Travel can be inspiring and rejuvenating. It can launch me on flights of fantasy. I might dream about a life in the new places I visit. I might wish to copy or emulate things I see. These thoughts are fun, but I always try to remind myself that the best – at least the most realistic – response to the stimulation of travel is to take a closer look at home. One shouldn’t obsess about the details of a new place, but rather, look for the spirit of a place. Then, back home, think about what makes home special and then try to be true to that spirit. What is the local architecture? What are the native plants? What are logical responses to the local climate? What is the soul of home, and how can we touch that? The tricky part is maintaining the stimulation and enthusiasm that travel provides and putting them into some tangible action back home before the burdens of mundane reality bleed them away.


At 6:56 PM, Blogger LauraHinNJ said...

Hey - welcome back! Thought you might have fallen off the face of the blogosphere.

I'll forgive you the crack on NJ - this time!

I don't travel enough for my own liking, but do like to think on where I'd like to live *someday*. Couldn't be too hot, or too far from the water, or anywhere near a big city.

For now though, it's the mundane - work, eat, sleep, repeat. ;-(

At 6:27 PM, Blogger robin andrea said...

Welcome home! I was hoping you were on vacation, and hadn't just given up on blogging.

I love your new-eyes description of the Berkeley hills. You've captured the essence and spirit of the place so well, and described it better than I've read anyone do in a long time. My youngest step-daughter was a UC Berkeley student, we visited her a few times a year. A short drive from Santa Cruz.

When Roger and I were considering where to retire, we drove the coast north from Santa Cruz to Port Townsend, WA, over many summers. Each year picking a different place to explore. We thought for a long time that we would live on the Oregon coast, but then we discovered Port Townsend.

We played the "Could I Live Here" game until we arrived in PT, and we knew when we pulled into town that this would be our choice. It has the water, the snow-capped mountains, the small but politically progressive town, the food co-op. We knew what we couldn't live without, and tried to find a place that would meet our needs.

I'm glad you had a chance to look around at a place where protest and dissent got its grassroots start. Berkeley is quite a place.

At 10:45 AM, Blogger MojoMan said...

Thanks yet again to Laura and Robin Andrea for your comments. Naturally, it's nice to see my absence was noticied. While I hope to post about once a week, I have to wait until the inspiration moves me and the opportunity presents itself. Blogger burn-out is a common malady these days (I hope you pop in to the Bums periodically Robin Andrea!), and I want to guard against it. Plus, I don't have all that much worthy of writing about.

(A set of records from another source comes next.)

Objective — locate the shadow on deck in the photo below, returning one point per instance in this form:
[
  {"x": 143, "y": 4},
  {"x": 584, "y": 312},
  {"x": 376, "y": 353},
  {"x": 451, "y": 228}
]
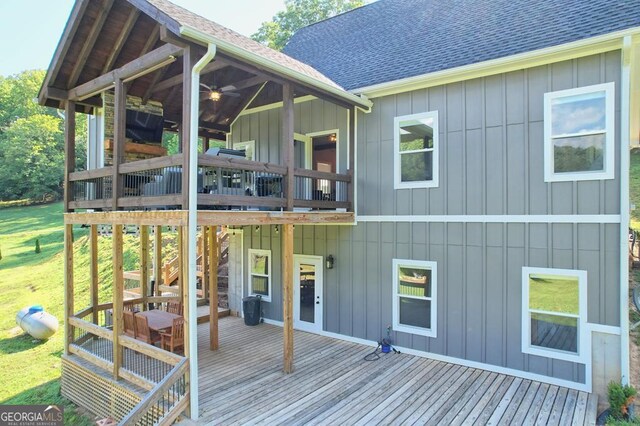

Laura: I was wondering if you'd catch my NJ crack! Actually, I have a sister-in-law in Cherry Hill. Calling it a foreign country might be mis-stating things...It's more like a foreign planet!

At 2:14 AM, Blogger Kate said...

Ask what Berkeley was like in the 60s. She was there! (Me too, but only on visits to her.)

At 9:36 PM, Blogger Julie Zickefoose said...

Dear MM,

Bill and I play the same game, everywhere we go. Could you live here? he asks me.Sometimes I say, "Yes, for a month or two in the winter..." For me, it usually comes down to the growing season. It's hard for me to consider living anywhere that's not downright LUSH in the summer.

Your blog is gorgeous and you must save your pieces. You are a graceful and compelling writer.